The next morning they joined tens of thousands of other gay men and women for the largest gay rally in Washington in a decade. They marched from the White House to the Capitol, demanding equality, shouting, "We're out, we're proud, we won't back down!" and "Yes, we can!"
"It's absolutely inspiring," said Allison Case, also a cast member. Case, who is straight, says being at the rally has not only made her a better human being, but also a better actress. "When we started the show we did a lot of research on Vietnam. We watched the documentary and looked at photographs, but to be a part of this movement gives you an idea of what it was all about. It looked exactly like this," she said pointing to the sea of people.
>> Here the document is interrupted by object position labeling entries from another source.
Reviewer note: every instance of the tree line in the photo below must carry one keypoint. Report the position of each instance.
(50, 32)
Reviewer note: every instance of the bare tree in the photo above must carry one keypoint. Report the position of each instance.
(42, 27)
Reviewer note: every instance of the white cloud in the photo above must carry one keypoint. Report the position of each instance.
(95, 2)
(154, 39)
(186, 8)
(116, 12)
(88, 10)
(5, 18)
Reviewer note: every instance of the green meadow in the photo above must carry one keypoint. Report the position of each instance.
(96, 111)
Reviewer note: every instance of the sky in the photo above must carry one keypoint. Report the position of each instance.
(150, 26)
The National Equality March came a day after President Barack Obama spoke at a dinner by the Human Rights Campaign, the nation's largest gay group. Obama assured the crowd he would follow up on his promise to repeal the "don't ask, don't tell" policy and "the so-called Defense of Marriage Act." But many in the gay community are beginning to show signs of frustration over the "when" part. Some feel the administration is using two wars and a bad economy as an excuse for stonewalling.
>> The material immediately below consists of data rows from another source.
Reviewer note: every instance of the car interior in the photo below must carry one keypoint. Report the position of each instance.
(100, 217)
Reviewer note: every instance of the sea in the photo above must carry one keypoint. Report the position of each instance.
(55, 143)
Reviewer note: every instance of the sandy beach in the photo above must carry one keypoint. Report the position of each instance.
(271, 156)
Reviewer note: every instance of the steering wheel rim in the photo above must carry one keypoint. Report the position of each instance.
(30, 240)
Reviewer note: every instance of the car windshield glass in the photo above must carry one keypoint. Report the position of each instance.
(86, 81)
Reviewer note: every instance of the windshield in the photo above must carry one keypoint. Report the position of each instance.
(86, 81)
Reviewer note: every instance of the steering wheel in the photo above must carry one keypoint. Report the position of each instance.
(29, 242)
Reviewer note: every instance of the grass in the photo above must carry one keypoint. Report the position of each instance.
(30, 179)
"We remember eight years of peace and prosperity under another Democrat, a man named Bill Clinton, who went to our parties, who took our checks, who wrote flowery proclamations, who gave some of us some great jobs, and what did we get out of that? We got "don't ask, don't tell" and the Defense of Marriage Act," Cleve Jones, the organizer of the march, told the crowd on the Capitol lawn.
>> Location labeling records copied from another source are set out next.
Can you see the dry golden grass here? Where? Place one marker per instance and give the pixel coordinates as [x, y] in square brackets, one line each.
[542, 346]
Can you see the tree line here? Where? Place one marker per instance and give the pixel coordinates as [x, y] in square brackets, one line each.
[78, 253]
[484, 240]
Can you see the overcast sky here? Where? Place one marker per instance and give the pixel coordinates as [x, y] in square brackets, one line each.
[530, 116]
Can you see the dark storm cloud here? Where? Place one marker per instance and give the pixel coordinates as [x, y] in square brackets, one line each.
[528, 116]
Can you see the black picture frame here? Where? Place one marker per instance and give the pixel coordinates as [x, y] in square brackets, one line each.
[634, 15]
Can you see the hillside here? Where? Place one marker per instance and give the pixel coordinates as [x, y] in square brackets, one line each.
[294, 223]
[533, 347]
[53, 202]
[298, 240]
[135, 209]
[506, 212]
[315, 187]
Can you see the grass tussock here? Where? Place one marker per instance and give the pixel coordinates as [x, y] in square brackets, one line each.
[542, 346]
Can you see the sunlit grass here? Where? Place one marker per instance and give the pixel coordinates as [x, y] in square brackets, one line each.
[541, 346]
There are no official crowd estimates, but Jones believes the number to be around 200,000 people. He said he never doubted that if he tweeted, they would come. It's perhaps one of the reasons so many young people showed up at the rally. That and the fact that Twitter is free. The total operating budget for the rally was 200,000 dollars, a laughable sum for a national event. "This was a grassroots effort lead by youth," Jones said. "It's their time."
For Creel there was an added personal side. His mother Nancy and father Jim, who still struggle with their son's sexuality, came all the way from North Carolina to march with him.
"I never made that phone call before," said Creel, almost apologetically. "But I told them, I really want them to be here." As he says those last words his voice cracks, then he catches himself. "But I think they're OK. I left them for an hour and when I came back they were smiling."
His father Jim, a retired businessman, says the march was a life-changing experience. "My wife and I realized that when the topic (of gay marriage) comes up, you can't just sit there, you have to do something." Then he says one more thing that gets his son choked up. "I'm so proud. I can't tell you how many people have come up to us and thanked us and gave us credit for what he's done."